Pipeline for OCR'ing labels on specimen images.
This is a work in progress and modules will be added 'on the go'
-
Obtain image with labels
-
Crop to label section of image - (cv2_crawl_and_crop.py)
-
OCR the cropped image to Google Cloud Vision API (or other OCR service) - (read_specimen_text.py)
-
OCR output of interest:
- species name
- date
- catalog number
-
The text tokens could be run against a look-up service such as the GBIF taxonomy API to determine if the text block contains a species name.
This script conforms to item 2 in the list above. The purpose is to acquire the part of the image where labels or text is stored.
There is a certain assumption built into the script and that is that the labels are situated at the bottom part of the specimen image. This functionality will be updated.
The crawl_dir_for_files() function returns a dictionary that is consumed in the for loop. Here each image is put through the crop_bottom_half() function where each image is cropped. A ratio value of 2 will crop to the bottom half of the image. Chosing 1.5 will crop to the bottom half, and a high value will only shave off a few lines of pixels.
Here we have the first code that employs the Google Cloud Vision API service (GCV) for reading an image.
The GCV client.text_detection() method returns a dictionary of text elements detected in the image.
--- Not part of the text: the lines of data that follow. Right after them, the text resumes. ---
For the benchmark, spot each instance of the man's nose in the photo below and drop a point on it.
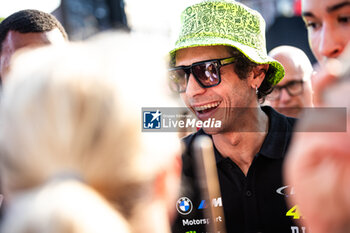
(330, 46)
(193, 87)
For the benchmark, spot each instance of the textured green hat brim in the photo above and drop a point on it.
(277, 71)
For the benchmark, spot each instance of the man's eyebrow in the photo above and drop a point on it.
(338, 6)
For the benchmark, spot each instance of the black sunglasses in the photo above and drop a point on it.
(206, 73)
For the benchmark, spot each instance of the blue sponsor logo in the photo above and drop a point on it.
(152, 119)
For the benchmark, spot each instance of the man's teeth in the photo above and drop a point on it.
(207, 106)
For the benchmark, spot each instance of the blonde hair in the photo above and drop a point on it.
(73, 111)
(60, 206)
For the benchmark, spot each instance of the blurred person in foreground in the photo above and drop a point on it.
(73, 157)
(27, 28)
(222, 72)
(318, 164)
(294, 92)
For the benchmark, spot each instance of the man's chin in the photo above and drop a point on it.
(290, 111)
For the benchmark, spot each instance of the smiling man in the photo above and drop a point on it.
(222, 71)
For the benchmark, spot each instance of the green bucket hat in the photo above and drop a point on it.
(229, 23)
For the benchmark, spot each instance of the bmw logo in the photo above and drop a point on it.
(184, 205)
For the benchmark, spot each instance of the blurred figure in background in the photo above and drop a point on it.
(71, 124)
(294, 92)
(318, 164)
(27, 28)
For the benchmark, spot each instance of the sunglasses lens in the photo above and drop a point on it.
(178, 80)
(207, 73)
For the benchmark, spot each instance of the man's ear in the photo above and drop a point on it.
(259, 74)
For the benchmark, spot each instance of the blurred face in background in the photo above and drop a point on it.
(328, 25)
(16, 40)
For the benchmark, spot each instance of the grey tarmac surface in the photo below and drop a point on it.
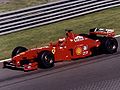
(100, 72)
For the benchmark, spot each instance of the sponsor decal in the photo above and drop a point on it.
(78, 50)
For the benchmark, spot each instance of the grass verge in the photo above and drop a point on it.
(40, 36)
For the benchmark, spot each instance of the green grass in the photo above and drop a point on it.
(18, 4)
(40, 36)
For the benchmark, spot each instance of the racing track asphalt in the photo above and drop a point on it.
(100, 72)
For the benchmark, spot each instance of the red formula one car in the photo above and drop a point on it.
(71, 47)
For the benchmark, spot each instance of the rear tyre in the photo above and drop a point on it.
(46, 59)
(18, 50)
(110, 45)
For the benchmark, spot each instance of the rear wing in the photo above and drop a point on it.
(101, 31)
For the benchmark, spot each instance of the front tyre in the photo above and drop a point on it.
(46, 59)
(18, 50)
(110, 45)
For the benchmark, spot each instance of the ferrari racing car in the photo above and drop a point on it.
(71, 47)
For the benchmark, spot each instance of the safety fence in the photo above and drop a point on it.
(48, 13)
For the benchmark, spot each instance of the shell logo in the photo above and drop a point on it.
(78, 50)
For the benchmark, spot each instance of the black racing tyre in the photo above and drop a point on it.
(18, 50)
(110, 45)
(46, 59)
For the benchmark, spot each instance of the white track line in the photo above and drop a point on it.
(10, 58)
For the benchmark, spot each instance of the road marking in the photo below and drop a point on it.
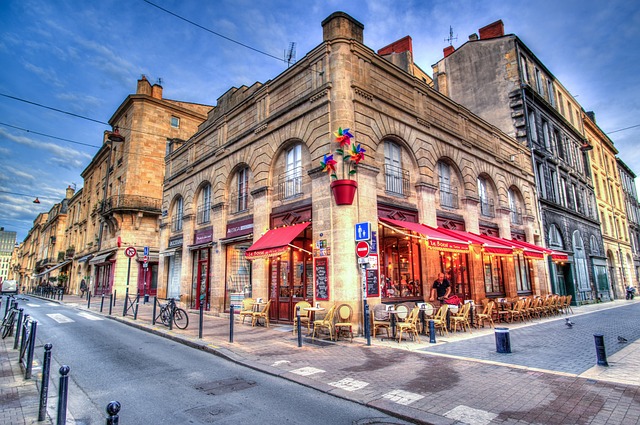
(60, 318)
(349, 384)
(402, 397)
(471, 416)
(89, 316)
(306, 371)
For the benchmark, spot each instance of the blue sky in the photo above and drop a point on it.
(84, 57)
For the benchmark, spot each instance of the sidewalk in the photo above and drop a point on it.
(442, 383)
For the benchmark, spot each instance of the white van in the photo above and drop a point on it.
(9, 287)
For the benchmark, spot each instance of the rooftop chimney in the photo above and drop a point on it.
(448, 50)
(493, 30)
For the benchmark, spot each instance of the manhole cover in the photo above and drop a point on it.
(225, 386)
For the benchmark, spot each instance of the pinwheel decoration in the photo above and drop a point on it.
(351, 154)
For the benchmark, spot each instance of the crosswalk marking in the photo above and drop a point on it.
(60, 318)
(89, 316)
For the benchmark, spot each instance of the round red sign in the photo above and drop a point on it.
(362, 249)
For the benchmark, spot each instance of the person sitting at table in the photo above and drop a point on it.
(441, 289)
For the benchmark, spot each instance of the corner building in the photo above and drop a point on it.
(248, 212)
(499, 78)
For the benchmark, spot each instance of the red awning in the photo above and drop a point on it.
(275, 242)
(436, 239)
(488, 246)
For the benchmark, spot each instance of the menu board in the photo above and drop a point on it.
(373, 285)
(321, 278)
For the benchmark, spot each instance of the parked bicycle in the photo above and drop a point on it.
(180, 316)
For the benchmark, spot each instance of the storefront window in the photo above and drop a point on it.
(401, 269)
(455, 267)
(523, 273)
(493, 275)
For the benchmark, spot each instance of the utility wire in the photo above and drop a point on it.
(213, 32)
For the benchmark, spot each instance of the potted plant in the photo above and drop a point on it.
(344, 189)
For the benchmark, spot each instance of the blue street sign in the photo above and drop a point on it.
(363, 231)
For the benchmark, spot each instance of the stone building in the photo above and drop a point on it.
(249, 212)
(119, 205)
(632, 208)
(499, 78)
(610, 199)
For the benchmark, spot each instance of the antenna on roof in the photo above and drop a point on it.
(290, 54)
(451, 38)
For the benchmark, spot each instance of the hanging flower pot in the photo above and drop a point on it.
(344, 191)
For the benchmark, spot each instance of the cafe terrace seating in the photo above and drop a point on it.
(409, 326)
(247, 308)
(487, 314)
(262, 314)
(305, 319)
(343, 324)
(325, 323)
(380, 319)
(462, 318)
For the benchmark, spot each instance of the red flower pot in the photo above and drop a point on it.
(344, 191)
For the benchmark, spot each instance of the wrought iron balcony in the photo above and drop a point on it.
(397, 180)
(132, 203)
(448, 196)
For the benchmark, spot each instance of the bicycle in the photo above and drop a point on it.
(8, 322)
(180, 316)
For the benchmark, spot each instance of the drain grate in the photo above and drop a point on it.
(225, 386)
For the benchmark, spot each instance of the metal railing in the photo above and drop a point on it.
(397, 180)
(448, 196)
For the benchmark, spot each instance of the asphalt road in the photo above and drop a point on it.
(159, 381)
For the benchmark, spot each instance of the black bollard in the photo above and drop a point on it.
(600, 350)
(432, 332)
(231, 323)
(44, 386)
(503, 342)
(113, 408)
(63, 389)
(299, 326)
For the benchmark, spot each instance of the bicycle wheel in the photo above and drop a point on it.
(180, 318)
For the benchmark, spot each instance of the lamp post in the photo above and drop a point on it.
(113, 137)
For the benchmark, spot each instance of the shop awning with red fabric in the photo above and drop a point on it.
(488, 246)
(275, 242)
(435, 238)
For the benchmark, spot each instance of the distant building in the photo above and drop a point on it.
(7, 245)
(632, 208)
(499, 78)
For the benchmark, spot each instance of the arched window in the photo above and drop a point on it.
(178, 211)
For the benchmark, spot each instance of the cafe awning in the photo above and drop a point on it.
(488, 246)
(275, 242)
(435, 239)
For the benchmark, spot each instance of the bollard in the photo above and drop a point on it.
(63, 389)
(432, 332)
(113, 408)
(503, 342)
(367, 323)
(299, 326)
(231, 323)
(201, 319)
(44, 386)
(600, 351)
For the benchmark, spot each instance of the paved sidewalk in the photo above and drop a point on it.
(458, 380)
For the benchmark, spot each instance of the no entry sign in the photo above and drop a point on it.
(362, 249)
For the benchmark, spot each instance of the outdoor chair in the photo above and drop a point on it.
(410, 325)
(263, 314)
(247, 308)
(305, 316)
(343, 324)
(325, 323)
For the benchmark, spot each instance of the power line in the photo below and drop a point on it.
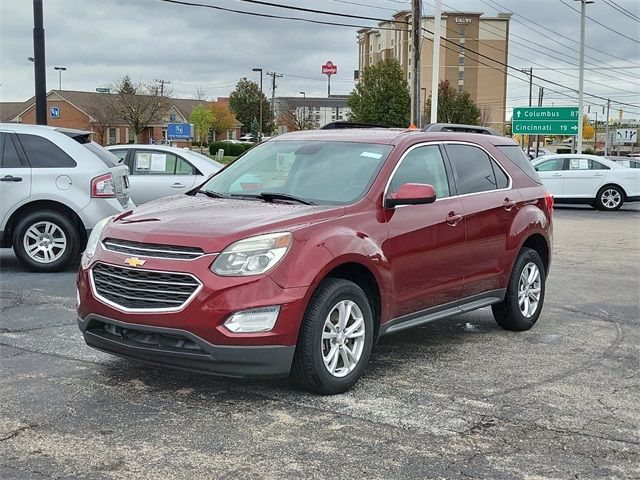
(601, 24)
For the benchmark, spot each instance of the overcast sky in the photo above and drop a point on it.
(99, 41)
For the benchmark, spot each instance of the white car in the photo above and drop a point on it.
(55, 186)
(597, 181)
(160, 170)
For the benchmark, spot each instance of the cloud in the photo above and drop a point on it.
(101, 41)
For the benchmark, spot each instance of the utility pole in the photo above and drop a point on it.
(274, 75)
(415, 78)
(39, 63)
(606, 129)
(540, 96)
(435, 69)
(583, 8)
(162, 83)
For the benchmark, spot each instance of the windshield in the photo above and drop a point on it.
(318, 172)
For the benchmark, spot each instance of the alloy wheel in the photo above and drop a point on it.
(44, 242)
(343, 337)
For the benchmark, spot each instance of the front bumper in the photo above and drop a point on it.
(176, 348)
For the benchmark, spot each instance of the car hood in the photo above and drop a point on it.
(211, 223)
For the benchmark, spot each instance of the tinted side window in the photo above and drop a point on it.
(422, 165)
(473, 168)
(43, 153)
(8, 153)
(517, 156)
(550, 165)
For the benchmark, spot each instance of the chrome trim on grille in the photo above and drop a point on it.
(151, 250)
(180, 306)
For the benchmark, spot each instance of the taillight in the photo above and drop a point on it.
(103, 187)
(549, 200)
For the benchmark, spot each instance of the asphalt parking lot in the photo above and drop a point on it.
(453, 399)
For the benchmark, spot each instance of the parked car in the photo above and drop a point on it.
(55, 185)
(160, 170)
(589, 179)
(299, 255)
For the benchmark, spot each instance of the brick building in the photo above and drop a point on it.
(472, 58)
(93, 111)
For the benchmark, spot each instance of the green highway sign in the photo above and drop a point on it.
(545, 120)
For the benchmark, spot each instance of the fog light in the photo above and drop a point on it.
(254, 320)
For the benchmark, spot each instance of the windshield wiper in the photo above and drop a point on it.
(270, 196)
(211, 194)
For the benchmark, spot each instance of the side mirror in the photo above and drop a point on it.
(412, 194)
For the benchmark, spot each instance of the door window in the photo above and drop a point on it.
(422, 165)
(475, 170)
(550, 165)
(43, 153)
(9, 154)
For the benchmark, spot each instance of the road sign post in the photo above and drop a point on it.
(545, 120)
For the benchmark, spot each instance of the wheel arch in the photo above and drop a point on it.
(40, 205)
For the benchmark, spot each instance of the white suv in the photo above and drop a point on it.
(55, 185)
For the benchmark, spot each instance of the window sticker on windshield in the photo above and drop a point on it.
(143, 161)
(158, 162)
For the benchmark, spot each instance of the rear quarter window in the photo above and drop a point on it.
(43, 153)
(517, 156)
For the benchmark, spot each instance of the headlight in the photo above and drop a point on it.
(252, 256)
(94, 238)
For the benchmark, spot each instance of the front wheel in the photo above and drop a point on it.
(335, 339)
(46, 241)
(523, 301)
(610, 198)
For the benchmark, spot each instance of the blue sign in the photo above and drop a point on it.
(178, 131)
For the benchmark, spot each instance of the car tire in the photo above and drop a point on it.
(610, 198)
(46, 241)
(524, 298)
(329, 360)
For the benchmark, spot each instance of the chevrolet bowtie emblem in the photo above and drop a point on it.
(134, 262)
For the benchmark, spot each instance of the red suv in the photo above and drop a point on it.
(297, 257)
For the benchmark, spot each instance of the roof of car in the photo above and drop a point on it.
(389, 136)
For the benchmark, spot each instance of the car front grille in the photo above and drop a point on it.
(133, 289)
(152, 249)
(145, 339)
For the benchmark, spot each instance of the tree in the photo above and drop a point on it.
(295, 118)
(103, 114)
(223, 119)
(381, 97)
(454, 106)
(244, 102)
(139, 105)
(202, 119)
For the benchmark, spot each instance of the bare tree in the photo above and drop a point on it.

I think this code works well for specimen images where the images are cropped the region that contains labels.
The output of the execute_image_label_vision() function is a list of the OCR'ed labels, like example below:
['CLF104120', 'HERBIERS UNIVERSITAIRES DE CLERMONT-FERRAND CLF104120.', 'Dactylorhiza maculata', '(L.) SOÓ', 'subsp. maculata', 'Famille Orchidaceae', 'Identification Thébaud G.', 'Récolteur Thomas M.', 'Date 2012', 'Date 6/7/2012', 'Pays France', 'Départerment Puy-de-Dôme', 'Commune Le Monestier', 'Virennes (Le Monestier, 63), PSET n°2.', 'note', 'RECOLNAT', '']
The next step is to extract text pieces that are species names.
Each element of the label list is put through the GBIF name_search API (example):
https://api.gbif.org/v1/species/match?name=Grapsus%20grapsus
Most search strings from the OCR list will not return a good result, which is why a 'confidence' bar is set. The default value is a confidence score of 80.
This value can of course be tweaked.
The output of the script for the dacty.png im age would look like so:
['status': 'ACCEPTED', 'confidence_score': 98, 'submitted_string': 'Dactylorhiza maculata', 'rank': 'SPECIES', 'scientific_name': 'Dactylorhiza maculata (L.) Soó']
Handwritten labels cannot be handled at this point in time. This part is a work in progress.
Currently I am looking into the Keras deep learning framework for a solution.
I have been thinking that if the handwritten documents belong to a small group of individuals, then the individual handwriting style ought to be identifiable. Each individual style could then be it's own font and from there you might have a reliable handwriting OCR method.